The data to be stored and analysed is coming from a variety of sources in both structured and semi-structured forms. Sources can be anything from sales, inventory, and financial systems to mobile platforms, social media, and the Internet of Things (IoT).
For a while, it appeared the answer to the challenge of taming the data deluge was to create a data lake. This large repository could be used to securely hold data until specific use cases could be found for it. Once this was determined, subsets could then be transferred into a data warehouse for processing and analysis.
During the past few years, cloud-based data warehouses and lakes have also increased in popularity. Organisations have been attracted by the ability they provide to scale without the need to invest in and manage additional on-premise infrastructure.
However, while cloud-based data warehouses and lakes offer significant benefits, they don’t help when it comes to reducing complexity. Other tools and capabilities must be bolted on to allow analytics tasks to be completed and data migrated from a lake to a warehouse for processing.
The rise of the platform
To overcome these challenges, organisations are now taking a different approach to data storage and management. Rather than deploying a hosted warehouse or lake, they are taking advantage of a cloud data platform.
The architecture of a cloud data platform allows it to offer some significant features. It can be a single repository that supports a range of different workloads that can include data engineering, science, applications and exchange.
The cloud data platform is secure and has high-performance and instant scalability. It is also maintenance free and much more cost effective than an equivalent on-premise infrastructure.
A platform of this type can also incorporate a range of reporting and analytics toolsets that, previously, would have had to be bolted on to a data warehouse or lake. Having these already in place removes complexity and improves performance. Also, because all tools are looking at the same stored data, the need to create copies in different locations is removed.

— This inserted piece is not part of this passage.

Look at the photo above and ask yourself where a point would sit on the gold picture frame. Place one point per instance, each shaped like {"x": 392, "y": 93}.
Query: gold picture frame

There are five steps that need to be taken to successfully select and deploy a cloud data platform.
They are:
1. Scope out requirements: Take the time to evaluate the types, sources and volumes of data that currently exist within your organisation. Consider what types of tools are being used and what new ones might be required in the future.
2. Plan your migration: A new cloud data platform project will begin with an assessment of how much of the existing environment will be migrated to the new one. If starting from scratch is an option, this can be the best way to get maximum value and benefits from the move.
3. Confirm end goal: It’s important to be able to measure the success of a new project, so take time at the start to confirm what a successful outcome would be. This could be a measured improvement in performance or a reduction in operating costs.
4. Select a platform: With clear criteria established, carefully evaluate the cloud data platforms on the market to determine which will be the best match for your particular requirements. Ideally the platform should be able to natively integrate structured and semi-structured data, streamline data pipelines, and dedicate resources to each workload that is undertaken.
5. Measure your ROI: A final important step is to calculate the return on investment thatshifting to a cloud data platform has achieved. Consider the impact that scalability of resources has on the final number.
By taking these steps, you can be confident that a cloud data platform will be deployed that meets user needs and delivers significant benefits to the business. You’ll have in place an infrastructure that supports today’s activity while also having the ability to seamlessly scale up as those activities grow.